Cash From Operations
Cash from Operations: Understanding and Construction
Definition of Cash from Operations
- Cash from Operations: Refers to the cash generated from a company's regular business operations.
- It answers the question: How much cash goes into the company's pocket due to operations?
Simple Cash Flow Statement Example
- Income Statement Overview:
- Cash Revenues: $100
- Cash Expenses: $80
- Net Income Calculation:
- Net Income = Cash Revenues - Cash Expenses
- Net Income = $100 - $80 = $20
- Cash in Pocket: Since both revenues and expenses are in cash, cash in pocket = $20.
- Building Cash Flow Statement (Indirect Approach):
- With all income and expenses in cash, cash from operations equals net income: Cash from Operations = Net Income = $20.
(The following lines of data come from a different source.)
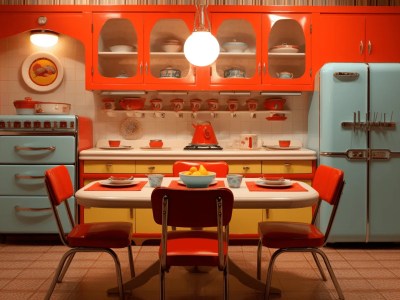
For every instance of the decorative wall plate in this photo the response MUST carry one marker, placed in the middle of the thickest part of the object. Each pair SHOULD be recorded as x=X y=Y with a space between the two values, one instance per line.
x=131 y=129
x=42 y=71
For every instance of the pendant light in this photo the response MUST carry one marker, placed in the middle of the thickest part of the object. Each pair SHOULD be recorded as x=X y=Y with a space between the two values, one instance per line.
x=201 y=48
x=44 y=38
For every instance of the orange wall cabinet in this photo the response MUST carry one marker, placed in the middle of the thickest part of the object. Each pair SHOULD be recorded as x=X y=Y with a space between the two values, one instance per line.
x=145 y=58
x=287 y=52
x=356 y=38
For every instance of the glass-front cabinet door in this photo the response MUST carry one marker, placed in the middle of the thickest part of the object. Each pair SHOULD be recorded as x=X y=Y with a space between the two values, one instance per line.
x=133 y=48
x=117 y=48
x=164 y=61
x=239 y=37
x=287 y=49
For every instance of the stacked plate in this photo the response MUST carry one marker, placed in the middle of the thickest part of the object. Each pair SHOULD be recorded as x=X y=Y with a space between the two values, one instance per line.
x=274 y=182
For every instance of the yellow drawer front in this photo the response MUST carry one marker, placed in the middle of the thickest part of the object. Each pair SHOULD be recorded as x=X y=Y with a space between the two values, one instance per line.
x=245 y=221
x=288 y=167
x=248 y=167
x=151 y=166
x=95 y=214
x=145 y=222
x=112 y=166
x=303 y=214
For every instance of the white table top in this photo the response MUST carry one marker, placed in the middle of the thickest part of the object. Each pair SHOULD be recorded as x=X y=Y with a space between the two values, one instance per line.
x=243 y=197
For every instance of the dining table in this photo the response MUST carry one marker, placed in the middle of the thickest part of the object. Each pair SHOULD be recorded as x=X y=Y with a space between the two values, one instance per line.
x=250 y=195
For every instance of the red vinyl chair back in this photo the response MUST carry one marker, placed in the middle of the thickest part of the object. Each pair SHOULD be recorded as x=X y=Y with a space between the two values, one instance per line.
x=221 y=168
x=89 y=237
x=193 y=208
x=304 y=237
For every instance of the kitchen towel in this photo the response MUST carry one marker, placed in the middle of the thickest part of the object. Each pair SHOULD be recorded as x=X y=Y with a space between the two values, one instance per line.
x=253 y=187
x=176 y=185
x=98 y=187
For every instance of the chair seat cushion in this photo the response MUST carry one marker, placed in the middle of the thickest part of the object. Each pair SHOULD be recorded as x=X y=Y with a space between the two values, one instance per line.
x=290 y=235
x=101 y=234
x=193 y=248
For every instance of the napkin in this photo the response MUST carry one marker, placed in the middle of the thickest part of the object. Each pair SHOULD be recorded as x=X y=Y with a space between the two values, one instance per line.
x=98 y=187
x=253 y=187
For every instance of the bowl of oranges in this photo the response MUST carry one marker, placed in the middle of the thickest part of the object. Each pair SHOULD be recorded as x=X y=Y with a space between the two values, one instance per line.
x=197 y=177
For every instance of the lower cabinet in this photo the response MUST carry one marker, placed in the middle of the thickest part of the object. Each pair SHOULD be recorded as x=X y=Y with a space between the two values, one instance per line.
x=244 y=221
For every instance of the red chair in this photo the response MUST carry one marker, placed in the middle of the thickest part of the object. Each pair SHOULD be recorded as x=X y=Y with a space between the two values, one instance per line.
x=304 y=237
x=193 y=208
x=90 y=237
x=221 y=168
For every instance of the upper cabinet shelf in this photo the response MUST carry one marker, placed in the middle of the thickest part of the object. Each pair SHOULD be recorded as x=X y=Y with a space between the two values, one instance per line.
x=252 y=66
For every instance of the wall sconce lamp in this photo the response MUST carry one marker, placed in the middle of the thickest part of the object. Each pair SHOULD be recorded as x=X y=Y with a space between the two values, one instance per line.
x=44 y=38
x=201 y=48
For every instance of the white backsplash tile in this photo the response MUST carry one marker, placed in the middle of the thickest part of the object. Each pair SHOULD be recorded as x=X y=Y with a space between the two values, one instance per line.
x=172 y=129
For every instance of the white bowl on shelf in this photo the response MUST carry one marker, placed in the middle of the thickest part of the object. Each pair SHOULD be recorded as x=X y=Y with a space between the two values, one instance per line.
x=235 y=47
x=122 y=48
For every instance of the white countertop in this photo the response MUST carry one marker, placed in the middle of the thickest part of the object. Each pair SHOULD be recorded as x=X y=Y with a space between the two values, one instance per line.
x=137 y=153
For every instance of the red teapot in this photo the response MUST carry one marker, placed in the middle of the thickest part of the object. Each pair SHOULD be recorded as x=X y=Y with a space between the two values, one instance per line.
x=204 y=134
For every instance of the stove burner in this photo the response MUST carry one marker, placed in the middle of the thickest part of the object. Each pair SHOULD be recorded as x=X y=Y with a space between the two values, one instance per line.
x=202 y=147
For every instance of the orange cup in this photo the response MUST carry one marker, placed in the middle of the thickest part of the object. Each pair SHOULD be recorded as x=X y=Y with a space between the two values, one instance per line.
x=284 y=143
x=114 y=143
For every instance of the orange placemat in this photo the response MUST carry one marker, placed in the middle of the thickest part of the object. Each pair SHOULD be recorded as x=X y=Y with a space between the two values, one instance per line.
x=175 y=185
x=98 y=187
x=253 y=187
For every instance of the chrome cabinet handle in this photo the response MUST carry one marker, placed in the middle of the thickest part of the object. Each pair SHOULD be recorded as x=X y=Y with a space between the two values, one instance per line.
x=37 y=209
x=19 y=176
x=19 y=148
Adding Complexity: Depreciation and Amortization (D&A)
- Adjustment of Expenses:
- New Expenses Introduced:
- Cash Revenues: $100
- Cash Expenses: $80
- Depreciation & Amortization Expense: $10
- Net Income Calculation:
- Net Income = Cash Revenues - Cash Expenses - D&A
- Net Income = $100 - $80 - $10 = $10
- Cash in Pocket: Still only $20 (the D&A expense is a noncash expense).
- Adjustment in Cash Flow Statement:
- Start with accounting profit $10, add back D&A $10:
- Cash from Operations = Net Income + D&A = $10 + $10 = $20.
Introducing Credit Sales
- Scenario with Credit Sales:
- Cash Sales: $92
- Credit Sales: $8 (not yet collected)
- Cash Expenses: $80 (all in cash)
- Cash in Pocket Calculation:
- Cash in pocket = Cash Sales - Cash Expenses = $92 - $80 = $12.
- Understanding Accounts Receivable:
- Beginning of Period (BOP) Accounts Receivable: $7
- End of Period Accounts Receivable = BOP + Credit Sales = $7 + $8 = $15.
- Change in Accounts Receivable: $8 increase.
- Cash Flow Statement Construction:
- Start with net income of $10:
- Adjust for increased accounts receivable: subtract $8:
- Cash from Operations = $10 - $8 = $2.
Increasing Complexity: More Realistic Scenarios
- Revenues and Expenses Details:
- Revenues:
- Cash Sales: $92
- Credit Sales: $8
- Gift Cards Sold (unused): $20
- Expenses:
- Cash for Inventory: $61
- Credit Purchases of Inventory: $16
- Cash Flow Statement Summary:
- Cash inflows: $112 (total cash from sales - cash sales + gift card sales).
- Cash outflows: $61 (cash spent on inventory).
- Net Cash Calculation: Cash inflow - Cash outflow = $112 - $61 = $51.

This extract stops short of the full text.